LLM agent rate limit backoff strategy: why naive retry loops fail and how to stop the 429 storm

LLM APIs enforce two independent rate limits simultaneously: requests per minute (RPM) and tokens per minute (TPM). When an agent hits a 429 and retries without proper backoff, it creates a retry storm — the agent loops on 429 errors indefinitely, burning capacity, amplifying downstream load, and potentially increasing costs through repeated failed attempts that still consume your quota window. The problem is especially acute for autonomous agents that fire parallel tool calls or operate with large context windows: a single agent with a 100k-token context can exhaust a tier-1 TPM budget on the first request of the minute. This page explains why naive retry logic fails, how to implement correct exponential backoff with jitter, and how RunGuard’s LoopDetector catches 429 retry storms as loops — because even well-implemented backoff does not prevent an agent from cycling on the same failing pattern across multiple retry windows.

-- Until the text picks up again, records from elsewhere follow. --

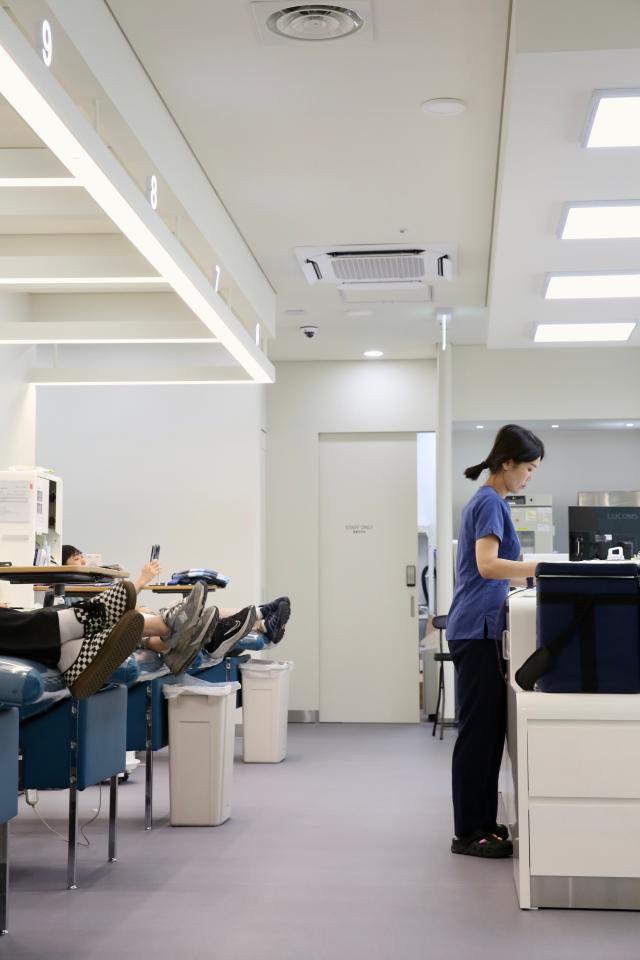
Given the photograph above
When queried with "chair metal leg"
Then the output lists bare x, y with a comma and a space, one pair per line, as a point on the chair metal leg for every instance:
72, 857
4, 878
113, 818
148, 762
437, 713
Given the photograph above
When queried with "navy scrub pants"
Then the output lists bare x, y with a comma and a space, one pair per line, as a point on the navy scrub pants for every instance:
482, 725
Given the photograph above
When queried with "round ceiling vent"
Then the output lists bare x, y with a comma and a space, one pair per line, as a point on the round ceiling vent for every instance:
314, 21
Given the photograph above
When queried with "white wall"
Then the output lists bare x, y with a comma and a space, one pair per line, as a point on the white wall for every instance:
583, 383
17, 398
309, 399
427, 480
574, 460
180, 466
17, 408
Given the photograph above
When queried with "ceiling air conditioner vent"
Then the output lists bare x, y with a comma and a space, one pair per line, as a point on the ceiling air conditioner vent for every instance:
377, 267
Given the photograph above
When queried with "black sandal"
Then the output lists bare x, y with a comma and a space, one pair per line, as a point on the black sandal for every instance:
489, 846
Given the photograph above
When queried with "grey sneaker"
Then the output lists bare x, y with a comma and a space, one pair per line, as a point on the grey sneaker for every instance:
189, 642
101, 653
229, 630
185, 614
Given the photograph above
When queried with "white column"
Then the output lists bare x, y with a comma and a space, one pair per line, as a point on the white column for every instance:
444, 504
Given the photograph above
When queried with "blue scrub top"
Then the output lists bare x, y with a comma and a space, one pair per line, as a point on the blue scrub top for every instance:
478, 603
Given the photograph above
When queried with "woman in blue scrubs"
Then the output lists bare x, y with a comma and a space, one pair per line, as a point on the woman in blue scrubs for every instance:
488, 552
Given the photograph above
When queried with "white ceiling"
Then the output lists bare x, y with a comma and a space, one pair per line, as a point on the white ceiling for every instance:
325, 144
311, 144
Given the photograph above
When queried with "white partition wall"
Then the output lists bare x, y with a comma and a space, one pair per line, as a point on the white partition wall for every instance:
309, 399
179, 466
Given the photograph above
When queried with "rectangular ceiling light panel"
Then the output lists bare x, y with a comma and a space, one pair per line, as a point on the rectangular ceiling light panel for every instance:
583, 332
613, 119
587, 286
619, 219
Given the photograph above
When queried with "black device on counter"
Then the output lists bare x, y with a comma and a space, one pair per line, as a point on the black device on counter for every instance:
594, 530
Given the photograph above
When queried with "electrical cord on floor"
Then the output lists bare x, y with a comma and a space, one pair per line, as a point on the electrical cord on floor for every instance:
87, 843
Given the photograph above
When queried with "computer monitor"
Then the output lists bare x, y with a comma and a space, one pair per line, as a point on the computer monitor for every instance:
594, 530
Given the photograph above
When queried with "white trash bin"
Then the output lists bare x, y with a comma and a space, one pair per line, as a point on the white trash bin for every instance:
265, 709
201, 742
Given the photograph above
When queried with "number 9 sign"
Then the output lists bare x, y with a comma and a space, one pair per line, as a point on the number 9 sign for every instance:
46, 43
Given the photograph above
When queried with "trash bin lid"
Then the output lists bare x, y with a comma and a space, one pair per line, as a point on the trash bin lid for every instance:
202, 689
260, 667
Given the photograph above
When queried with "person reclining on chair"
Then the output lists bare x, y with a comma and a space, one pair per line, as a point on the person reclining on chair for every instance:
179, 632
86, 642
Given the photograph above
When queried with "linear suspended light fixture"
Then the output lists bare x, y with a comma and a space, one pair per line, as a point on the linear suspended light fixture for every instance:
592, 286
80, 281
613, 119
619, 219
35, 94
39, 182
583, 332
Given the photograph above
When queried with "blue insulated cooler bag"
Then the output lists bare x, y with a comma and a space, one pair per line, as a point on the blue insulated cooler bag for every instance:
588, 629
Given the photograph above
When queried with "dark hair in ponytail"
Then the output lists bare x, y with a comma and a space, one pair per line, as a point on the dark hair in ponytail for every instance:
511, 443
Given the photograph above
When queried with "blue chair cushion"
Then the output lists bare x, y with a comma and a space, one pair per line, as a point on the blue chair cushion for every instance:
45, 741
22, 681
8, 764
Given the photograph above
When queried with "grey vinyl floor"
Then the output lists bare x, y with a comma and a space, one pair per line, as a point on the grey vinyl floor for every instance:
339, 853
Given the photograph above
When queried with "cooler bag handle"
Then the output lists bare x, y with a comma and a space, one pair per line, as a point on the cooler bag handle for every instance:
542, 659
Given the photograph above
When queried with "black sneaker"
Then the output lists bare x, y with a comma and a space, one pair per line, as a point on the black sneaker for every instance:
229, 630
267, 609
489, 846
275, 622
107, 608
189, 642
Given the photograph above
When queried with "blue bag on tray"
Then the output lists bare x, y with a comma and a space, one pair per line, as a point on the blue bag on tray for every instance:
588, 629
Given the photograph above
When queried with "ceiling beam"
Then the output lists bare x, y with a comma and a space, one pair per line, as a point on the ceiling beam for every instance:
32, 166
46, 376
38, 97
101, 332
97, 36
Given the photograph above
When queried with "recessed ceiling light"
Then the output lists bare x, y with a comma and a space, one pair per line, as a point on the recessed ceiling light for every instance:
583, 332
444, 106
587, 286
614, 119
605, 221
314, 21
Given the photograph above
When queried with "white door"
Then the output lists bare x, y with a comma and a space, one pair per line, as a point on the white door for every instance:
368, 614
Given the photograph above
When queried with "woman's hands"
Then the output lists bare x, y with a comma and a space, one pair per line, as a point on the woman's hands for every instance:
149, 572
492, 567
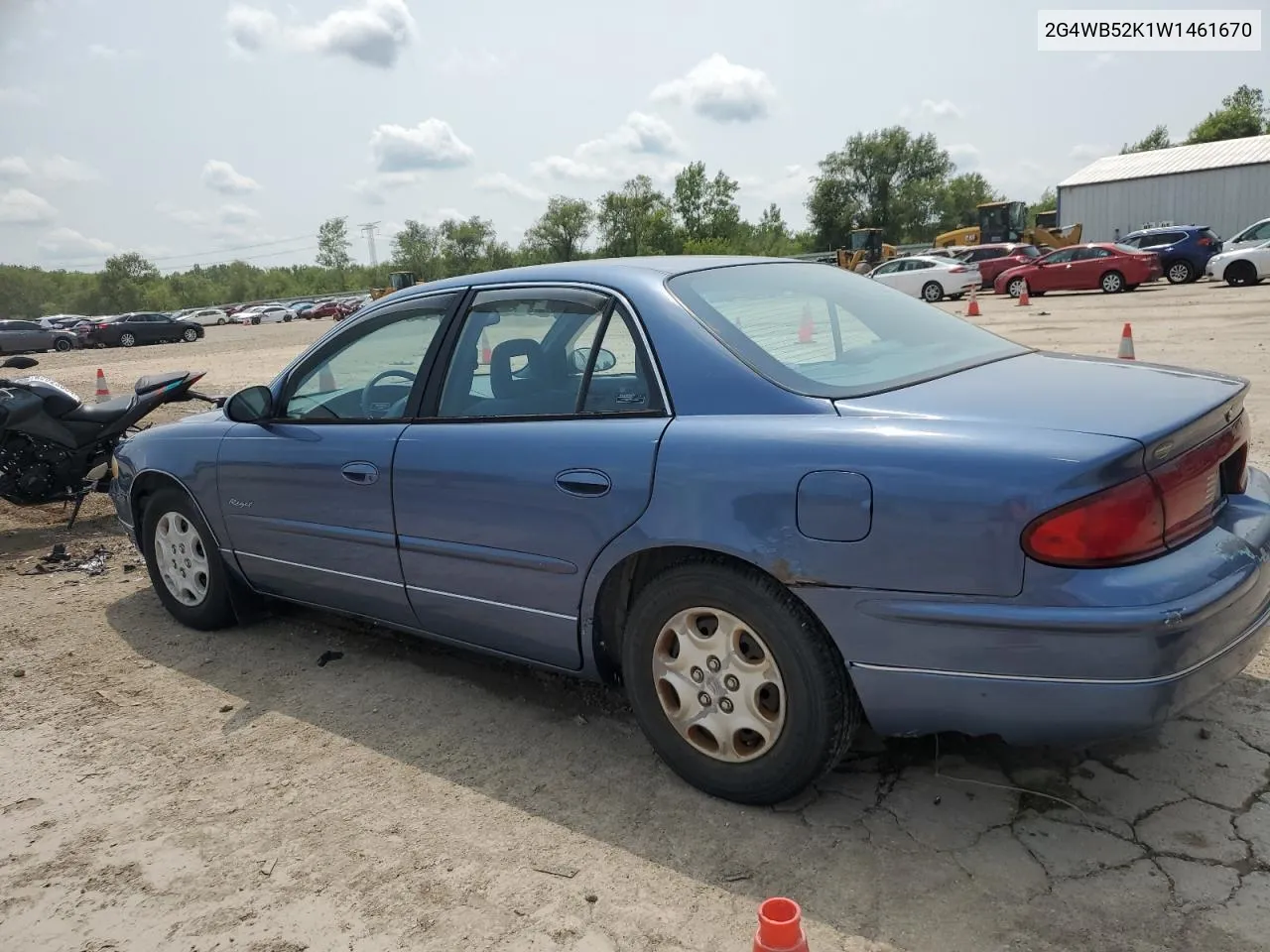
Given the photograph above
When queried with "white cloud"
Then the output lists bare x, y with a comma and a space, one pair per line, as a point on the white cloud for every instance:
964, 155
67, 243
223, 178
507, 185
59, 168
13, 168
372, 33
430, 145
720, 90
942, 109
22, 207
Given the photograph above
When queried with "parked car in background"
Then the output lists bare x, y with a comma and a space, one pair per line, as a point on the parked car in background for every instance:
141, 327
264, 313
1250, 236
928, 277
207, 316
1110, 267
906, 522
1245, 266
28, 336
1183, 250
994, 258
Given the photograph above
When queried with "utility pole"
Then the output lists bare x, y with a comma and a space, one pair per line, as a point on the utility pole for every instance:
368, 230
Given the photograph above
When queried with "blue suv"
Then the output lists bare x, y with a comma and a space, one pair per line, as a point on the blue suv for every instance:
1183, 249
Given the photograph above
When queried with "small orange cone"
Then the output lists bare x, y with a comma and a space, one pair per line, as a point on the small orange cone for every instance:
807, 327
780, 927
1127, 344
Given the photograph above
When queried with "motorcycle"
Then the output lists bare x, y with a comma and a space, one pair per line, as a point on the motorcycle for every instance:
56, 448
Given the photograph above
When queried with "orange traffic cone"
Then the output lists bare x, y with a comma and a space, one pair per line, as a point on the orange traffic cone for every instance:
1127, 344
780, 927
807, 327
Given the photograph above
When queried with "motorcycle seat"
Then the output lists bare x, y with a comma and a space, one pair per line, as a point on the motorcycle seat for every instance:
158, 381
105, 412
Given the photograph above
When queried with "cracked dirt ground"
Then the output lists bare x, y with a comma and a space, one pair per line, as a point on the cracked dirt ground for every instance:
168, 789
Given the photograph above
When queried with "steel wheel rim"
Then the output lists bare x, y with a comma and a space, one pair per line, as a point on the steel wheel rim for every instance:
719, 684
182, 558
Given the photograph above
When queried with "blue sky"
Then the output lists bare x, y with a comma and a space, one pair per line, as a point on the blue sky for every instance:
199, 131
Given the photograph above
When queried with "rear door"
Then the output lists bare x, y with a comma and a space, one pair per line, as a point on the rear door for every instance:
530, 462
308, 497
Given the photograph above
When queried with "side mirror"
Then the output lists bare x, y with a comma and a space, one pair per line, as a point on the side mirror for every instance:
604, 359
250, 405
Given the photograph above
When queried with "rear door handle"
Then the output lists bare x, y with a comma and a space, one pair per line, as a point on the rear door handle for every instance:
361, 474
584, 483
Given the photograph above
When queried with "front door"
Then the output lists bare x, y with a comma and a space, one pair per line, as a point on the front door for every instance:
308, 497
508, 493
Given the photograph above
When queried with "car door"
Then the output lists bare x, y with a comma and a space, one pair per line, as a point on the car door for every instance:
512, 486
308, 495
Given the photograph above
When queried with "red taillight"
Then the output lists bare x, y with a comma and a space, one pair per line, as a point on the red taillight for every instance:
1148, 515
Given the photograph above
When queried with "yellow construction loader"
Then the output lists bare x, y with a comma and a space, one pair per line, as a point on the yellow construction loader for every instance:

The two rate limit types and why they trip agents differently

Every major LLM provider enforces rate limits at two levels simultaneously. Understanding both is essential for implementing a backoff strategy that actually works.

RPM limits: parallel tool calls blow through the ceiling. Requests-per-minute limits count individual API calls regardless of size. Agents that fire multiple parallel tool calls — a research agent fetching three web pages simultaneously, a code agent running four tool invocations in parallel — can hit the RPM ceiling almost instantly even on modest workloads. At OpenAI tier 1, GPT-4o is limited to 500 RPM. An agent that fires 10 parallel calls and runs 60 steps per minute is already at capacity on its own; add a second concurrent session and both sessions start seeing 429s.
TPM limits: large context windows exhaust token budgets before you make many calls. Tokens-per-minute limits count all tokens across input and output for every request in the current minute window. A single call with a 100k-token context window consumes 100,000 TPM in one shot. At OpenAI tier 1 (30,000 TPM for GPT-4o), that call alone would exceed the entire per-minute budget by 3.3×. Even at tier 2 (450,000 TPM), a single 500k-token context call blows the budget. Agents that accumulate tool results and conversation history hit TPM limits faster as the session length grows — the very runs that are the most expensive to restart.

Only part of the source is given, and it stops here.